The IRS website says that as of Dec. 18, the agency still had 6.3 million unprocessed individual tax returns. They include 2020 returns with errors and those needing “special handling,” like corrections to recovery rebate credits.
In those cases, it is taking longer — sometimes much longer — than the typical 21 days to issue a refund. In some cases, the agency said, it could take as long as four months.
Tax professionals are preparing for clients who may be confused by the steps needed to reconcile various advance payments on their tax return. In a news release, the National Association of Tax Professionals said recent tax law changes and IRS backlogs “may cause complications” when filing a 2021 return: “Tax preparers may face their most grueling tax season to date.”
Filers can take at least two steps to help make tax season go more smoothly: File your return electronically and arrange for automatic deposit of your refund. “Paper is not the IRS’s friend,” Collins said.
Here are some questions and answers about the expanded child tax credit and the 2022 tax filing season:
Will everyone eligible for the child tax credit get a letter?
The IRS says people who received advance payments of the credit in 2021 will get letters. (People who are eligible, but preferred to wait and get the full credit with their tax return, could opt out of the monthly payments.) But even if you got a payment in July and then opted out of the remaining advance payments, you should still expect to get a letter, according to H&R Block.

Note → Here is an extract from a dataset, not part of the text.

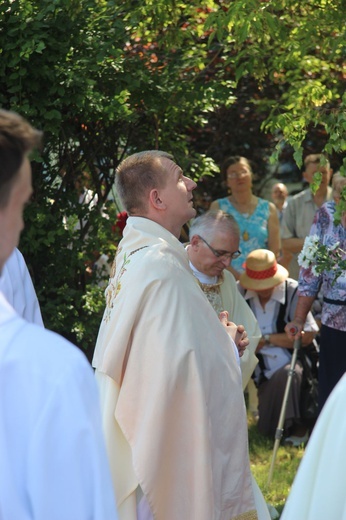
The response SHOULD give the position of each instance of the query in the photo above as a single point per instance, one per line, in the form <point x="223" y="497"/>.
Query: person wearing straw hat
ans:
<point x="272" y="296"/>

When does tax filing season officially open this year?
Returns can be filed as early as Jan. 24.
Last year, the start was delayed by about two weeks, into February, because of pandemic-related technical and staffing issues. The filing deadline last year also was extended by a month.
When is the tax filing deadline this year?
The official deadline this year for most people is April 18, a few days later than normal because of a holiday in Washington, D.C., according to the IRS. But the agency has extended the filing deadline to May 16 for people in some states impacted by recent natural disasters, including Kentucky (tornadoes) and Colorado (wildfires). Filers in Maine and Massachusetts get an extra day, until April 19, because of state holidays.